From what I can see, the new broker is asynchronously completing messages to the store.  The store completes the messages in its thread, and calls requestIOProcessing() to schedule the completion of the message's transfer command.

The requested scheduled completion never runs.

This appears to be happening during the cluster update process (the new broker is being updated at the time).  Does the cluster update process hold off callbacks scheduled via requestIOProcessing()?

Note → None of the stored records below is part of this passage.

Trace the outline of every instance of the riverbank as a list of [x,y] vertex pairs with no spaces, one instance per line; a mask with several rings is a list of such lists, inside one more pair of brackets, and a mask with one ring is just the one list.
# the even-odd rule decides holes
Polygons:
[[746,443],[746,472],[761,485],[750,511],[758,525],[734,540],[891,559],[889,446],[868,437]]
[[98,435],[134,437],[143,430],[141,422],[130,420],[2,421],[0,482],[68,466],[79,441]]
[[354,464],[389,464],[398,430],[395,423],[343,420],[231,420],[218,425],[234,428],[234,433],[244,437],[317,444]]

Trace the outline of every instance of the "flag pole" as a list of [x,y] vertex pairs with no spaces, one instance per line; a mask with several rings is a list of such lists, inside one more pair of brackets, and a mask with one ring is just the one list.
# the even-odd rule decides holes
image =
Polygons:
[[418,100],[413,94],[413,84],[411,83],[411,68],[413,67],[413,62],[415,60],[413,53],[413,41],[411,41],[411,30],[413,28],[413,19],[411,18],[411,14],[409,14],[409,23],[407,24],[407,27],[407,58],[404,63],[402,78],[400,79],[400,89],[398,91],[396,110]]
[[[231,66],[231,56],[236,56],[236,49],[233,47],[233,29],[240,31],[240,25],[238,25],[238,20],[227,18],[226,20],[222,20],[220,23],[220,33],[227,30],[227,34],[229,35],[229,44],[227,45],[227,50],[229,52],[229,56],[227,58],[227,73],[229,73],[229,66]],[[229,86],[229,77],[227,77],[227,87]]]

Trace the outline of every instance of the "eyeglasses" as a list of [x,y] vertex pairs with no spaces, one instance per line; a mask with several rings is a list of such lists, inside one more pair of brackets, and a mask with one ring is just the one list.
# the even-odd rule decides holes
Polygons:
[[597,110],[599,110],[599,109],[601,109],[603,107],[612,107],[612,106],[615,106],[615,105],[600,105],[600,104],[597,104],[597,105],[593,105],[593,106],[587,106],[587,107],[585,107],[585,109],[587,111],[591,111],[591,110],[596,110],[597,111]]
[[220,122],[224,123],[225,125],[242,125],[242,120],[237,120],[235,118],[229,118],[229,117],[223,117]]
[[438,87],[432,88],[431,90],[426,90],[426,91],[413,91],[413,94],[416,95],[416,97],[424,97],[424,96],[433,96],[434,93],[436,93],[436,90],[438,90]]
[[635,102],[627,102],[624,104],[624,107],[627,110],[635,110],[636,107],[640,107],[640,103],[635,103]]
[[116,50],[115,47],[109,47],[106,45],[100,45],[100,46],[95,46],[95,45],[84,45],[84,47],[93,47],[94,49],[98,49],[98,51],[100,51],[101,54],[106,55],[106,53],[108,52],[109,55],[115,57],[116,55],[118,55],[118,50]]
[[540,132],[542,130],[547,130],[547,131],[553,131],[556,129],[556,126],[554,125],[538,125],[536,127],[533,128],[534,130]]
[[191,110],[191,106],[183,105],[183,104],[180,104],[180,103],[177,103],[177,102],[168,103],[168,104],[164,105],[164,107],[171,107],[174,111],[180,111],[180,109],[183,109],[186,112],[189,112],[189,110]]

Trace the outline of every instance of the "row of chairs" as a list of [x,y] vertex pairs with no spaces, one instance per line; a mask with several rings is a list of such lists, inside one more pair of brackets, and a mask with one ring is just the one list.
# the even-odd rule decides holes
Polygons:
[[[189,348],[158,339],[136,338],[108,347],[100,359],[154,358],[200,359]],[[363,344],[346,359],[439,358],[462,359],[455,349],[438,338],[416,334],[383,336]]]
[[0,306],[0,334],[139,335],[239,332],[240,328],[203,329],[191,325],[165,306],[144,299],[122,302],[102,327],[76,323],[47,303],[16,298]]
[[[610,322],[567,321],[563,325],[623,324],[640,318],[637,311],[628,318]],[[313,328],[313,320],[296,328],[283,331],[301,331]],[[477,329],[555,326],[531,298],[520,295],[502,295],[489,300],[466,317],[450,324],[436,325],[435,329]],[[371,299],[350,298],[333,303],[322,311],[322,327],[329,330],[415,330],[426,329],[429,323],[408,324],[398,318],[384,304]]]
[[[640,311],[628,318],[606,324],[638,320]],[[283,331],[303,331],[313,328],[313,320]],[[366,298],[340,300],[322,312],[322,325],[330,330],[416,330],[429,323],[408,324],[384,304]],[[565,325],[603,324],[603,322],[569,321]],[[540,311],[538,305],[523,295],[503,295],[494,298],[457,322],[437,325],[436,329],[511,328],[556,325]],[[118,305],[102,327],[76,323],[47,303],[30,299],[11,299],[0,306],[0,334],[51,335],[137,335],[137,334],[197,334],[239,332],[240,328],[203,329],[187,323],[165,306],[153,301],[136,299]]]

Comment 4 Ken Giusti 2011-02-24 22:39:45 UTC

Alan has create a fix for this.

Patched upstream:

http://svn.apache.org/viewvc?view=revision&revision=1074332

Jira:
https://issues.apache.org/jira/browse/QPID-3084

Comment 5 Ken Giusti 2011-03-07 16:39:55 UTC

    Technical note added. If any revisions are required, please edit the "Technical Notes" field
    accordingly. All revisions will be proofread by the Engineering Content Services team.
    
    New Contents:
Cause
    A clustered broker was not correctly detecting when a durable message was finished being saved in the durable store.
Consequence:
    The cluster can hang when store is enabled and a new broker is added to the cluster.
Fix:
    The clustered brokers now monitor for the completion of the message storage event.
Result:
   The newly added broker is correctly notified of the completion of the message storage process, and will not hang.